External opposition:

Outside opposition to EA may ramp up to the point where it is unsafe to use EA vocabulary in public communication. This will make it a lot harder to promote cost-effectiveness analysis for altruistic ends and cause neutrality because they’ll be associated with the right-wing, and the actual right-wing will not actually be interested in them. It may become just as difficult to discuss longtermism in public as it is to discuss genetic modification to increase well-being.
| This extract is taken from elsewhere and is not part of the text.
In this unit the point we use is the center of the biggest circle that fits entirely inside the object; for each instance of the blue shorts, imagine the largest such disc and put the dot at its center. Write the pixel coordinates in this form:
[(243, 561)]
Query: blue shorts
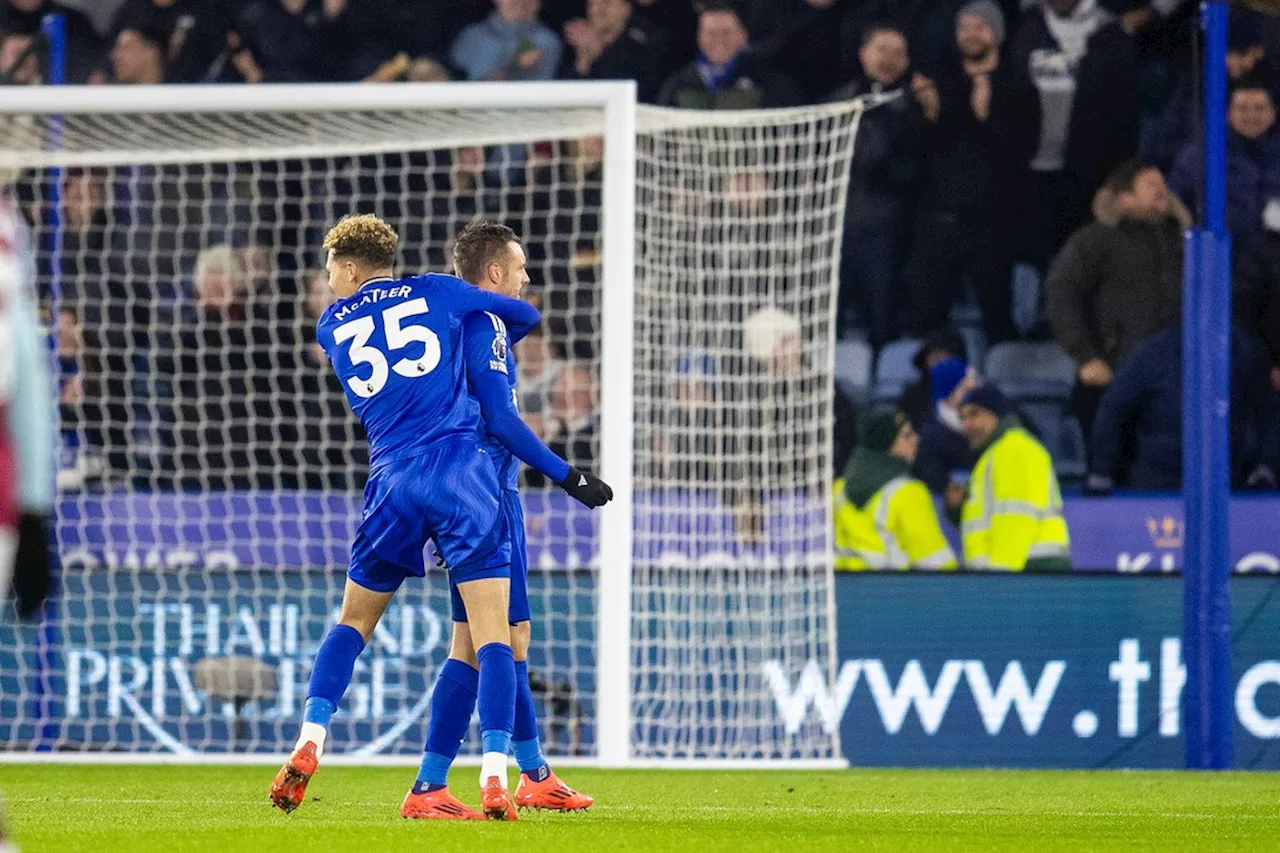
[(517, 610), (449, 495)]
Or, less extremely, the success of some parts of EA may depend on a lot of people. Encompass uses the fitting term people of the global majority for people of color. If animal rights remains a fad among affluent white people because the rest are appalled by the community that comes with it, not a whole lot of animals are helped. This, I think, should be a great concern for animal rights, though, arguably, it’s less of a concern for AI safety because of the very small set of people who’ll likely determine how that will play out.

Attracting bad actors:

Further I see the risk that actual bad actors will pick up on the lax behavioral norms and the great controversy potential, and so will be disproportionately attracted to the community. The’ll be the actual controversy-seeking narcissists who will sow discord wherever they can to be at the center of attention. This will exacerbate the risk of to all the failure modes above and may lead to a complete collapse of the community, because no one else wants to waste such a great share of their time and energy on infighting.

Harm to society:

Finally, EA has become more powerful at an astounding rate. Maybe the current blue tribe norms are fine-tuned to prevent or fight back against discrimination and oppression at a tolerable cost of false positives (just like any law). If EA becomes sufficiently powerful and then promotes different norms, those may be more exploitable, and actual harm – escalating discrimination and oppression – may result.

Conversely, maybe we can also come up with superior behavioral norms. I don’t yet see them, but maybe someone will start a metacharity to research optimal social norms. Maybe a Cause X candidate?

Finally, I think mere disclaimers that your invitation/citation/recommendation is not an endorsement of this and that that the person has said go ~ 80% of the way to solving this problem I think. (Though I could easily be wrong.) Every link to their content could have a small footnote to that effect, every talk invitation a quick preamble to that effect, and verbal recommendations could also come with a quick note. Admittedly, these are very hard to write. Then again others can copy the phrasings they like and save time.